Le Liban, ses attentats et sa culture qui survit

En France comme au Liban, les démarches administratives sont compliquées et comme je suis née pendant la guerre, je n’ai pas pu devenir officiellement Libanaise avant mes 12 ans.

J’ai continué de manger des pains au chocolat et des atayefs, et d’entendre chanter le libanais à mes oreilles quand mon père parlait à ses amis ou à sa famille, sans jamais en apprendre suffisamment pour comprendre tout ce qui se disait.

J’ai grandi dans la religion catholique car mon père était maronite (une importante communauté chrétienne du Liban), et à 16 ans j’ai pu voir mes parents se marier dans une petite église parisienne selon les rites syriaques. Ma grand-mère maternelle était émue d’être présente pour enfin assister au mariage religieux de sa fille – mes parents attendaient de se marier un jour au Liban, mais cela n’a jamais pu se faire – et j’ai été émue d’être là et de voir ce mariage de mes yeux d’adolescente, fascinée par la lente procession de mes parents autour de l’autel avec des couronnes sur la tête.

À mes 17 ans, après avoir fait beaucoup de danse, j’ai voulu apprendre la danse orientale que j’ai pratiquée pendant quelques années. J’ai ainsi pu me rapprocher de mes origines, et surtout j’ai enfin su comment danser sur cette musique arabe que j’entendais depuis toujours dans la voiture de mon père et qui nous mettait de si bonne humeur. Grâce à tout cela, j’ai pu le surprendre lui et ses invités durant sa fête de départ à la retraite en arrivant en tenue, et en effectuant une chorégraphie sur sa musique préférée.

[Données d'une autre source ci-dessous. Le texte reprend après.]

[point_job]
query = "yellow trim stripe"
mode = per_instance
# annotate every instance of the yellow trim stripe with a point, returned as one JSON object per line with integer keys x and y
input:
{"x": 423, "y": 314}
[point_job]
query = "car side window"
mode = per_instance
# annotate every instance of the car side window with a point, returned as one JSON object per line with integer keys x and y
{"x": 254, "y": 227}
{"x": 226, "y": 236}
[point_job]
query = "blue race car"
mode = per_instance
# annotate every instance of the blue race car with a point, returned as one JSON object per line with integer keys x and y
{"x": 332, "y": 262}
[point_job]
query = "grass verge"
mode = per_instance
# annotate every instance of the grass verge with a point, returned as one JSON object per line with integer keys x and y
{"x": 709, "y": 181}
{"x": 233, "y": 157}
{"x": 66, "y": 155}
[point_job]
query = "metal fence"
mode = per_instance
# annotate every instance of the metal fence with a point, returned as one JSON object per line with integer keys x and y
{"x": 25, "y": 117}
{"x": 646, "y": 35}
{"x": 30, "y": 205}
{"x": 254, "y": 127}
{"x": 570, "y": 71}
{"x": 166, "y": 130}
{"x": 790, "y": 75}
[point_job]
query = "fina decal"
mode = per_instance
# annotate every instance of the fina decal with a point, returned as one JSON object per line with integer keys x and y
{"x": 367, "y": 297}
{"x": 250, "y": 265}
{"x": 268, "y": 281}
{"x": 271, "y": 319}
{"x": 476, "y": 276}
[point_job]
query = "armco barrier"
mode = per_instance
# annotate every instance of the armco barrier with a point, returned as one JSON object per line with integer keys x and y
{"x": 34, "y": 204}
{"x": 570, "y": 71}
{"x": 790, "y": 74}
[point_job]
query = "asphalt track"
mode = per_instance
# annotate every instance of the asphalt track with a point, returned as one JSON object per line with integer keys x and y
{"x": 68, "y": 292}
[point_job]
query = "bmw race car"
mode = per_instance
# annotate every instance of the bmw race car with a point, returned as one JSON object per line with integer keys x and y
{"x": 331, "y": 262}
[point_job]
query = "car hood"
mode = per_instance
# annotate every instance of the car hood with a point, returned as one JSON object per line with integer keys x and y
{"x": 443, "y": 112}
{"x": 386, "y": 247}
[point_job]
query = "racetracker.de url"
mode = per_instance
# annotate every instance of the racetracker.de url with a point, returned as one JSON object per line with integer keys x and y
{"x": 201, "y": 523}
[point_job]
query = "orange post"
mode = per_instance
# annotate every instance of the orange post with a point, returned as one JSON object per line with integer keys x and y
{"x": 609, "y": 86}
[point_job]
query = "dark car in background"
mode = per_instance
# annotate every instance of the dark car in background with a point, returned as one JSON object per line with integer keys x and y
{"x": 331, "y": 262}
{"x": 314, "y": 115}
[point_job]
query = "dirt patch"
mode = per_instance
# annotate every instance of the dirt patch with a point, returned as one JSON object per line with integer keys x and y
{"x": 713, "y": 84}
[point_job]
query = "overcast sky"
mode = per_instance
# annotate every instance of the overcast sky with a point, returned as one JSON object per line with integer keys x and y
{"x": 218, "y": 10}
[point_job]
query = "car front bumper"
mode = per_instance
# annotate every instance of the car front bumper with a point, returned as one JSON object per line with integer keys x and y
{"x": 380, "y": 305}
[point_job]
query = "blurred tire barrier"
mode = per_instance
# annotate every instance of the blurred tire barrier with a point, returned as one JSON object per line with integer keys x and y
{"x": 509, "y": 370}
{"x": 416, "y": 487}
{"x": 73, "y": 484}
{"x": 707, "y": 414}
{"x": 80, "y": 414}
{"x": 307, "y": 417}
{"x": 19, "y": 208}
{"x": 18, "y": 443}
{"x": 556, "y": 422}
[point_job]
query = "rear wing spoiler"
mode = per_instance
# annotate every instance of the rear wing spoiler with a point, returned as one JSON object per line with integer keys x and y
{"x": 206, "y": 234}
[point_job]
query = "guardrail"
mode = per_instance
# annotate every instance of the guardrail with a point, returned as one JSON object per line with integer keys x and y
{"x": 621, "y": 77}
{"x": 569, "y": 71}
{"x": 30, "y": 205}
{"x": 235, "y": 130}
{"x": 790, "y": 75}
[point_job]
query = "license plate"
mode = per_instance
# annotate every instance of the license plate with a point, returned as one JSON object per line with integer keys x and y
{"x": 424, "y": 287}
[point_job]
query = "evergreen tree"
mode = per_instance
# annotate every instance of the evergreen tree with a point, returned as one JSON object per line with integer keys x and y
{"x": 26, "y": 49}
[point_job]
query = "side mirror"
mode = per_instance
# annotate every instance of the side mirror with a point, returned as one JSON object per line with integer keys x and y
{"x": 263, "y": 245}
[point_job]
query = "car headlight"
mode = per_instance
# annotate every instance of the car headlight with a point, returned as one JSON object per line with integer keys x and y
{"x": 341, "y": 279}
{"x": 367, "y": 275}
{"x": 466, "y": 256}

Et j’ai continué de grandir, d’espérer un jour retourner au Liban, mais ce n’était jamais le bon moment. Un été, ma sœur a fait un stage là-bas : elle avait du passer une nuit totalement terrorisée dans une cave car des avions survolaient le bas des immeubles. Mes parents y sont allés en 2012 et des attentats étaient revendiqués un peu partout.

J’ai grandi dans la terreur d’apprendre que quelqu’un qui m’était proche était mort.

J’ai grandi comme cela, avec une tante partie beaucoup trop tôt, des gens abimés par la guerre qui leur avaient volé tant et mon père qui en parlait peu par pudeur et nécessité.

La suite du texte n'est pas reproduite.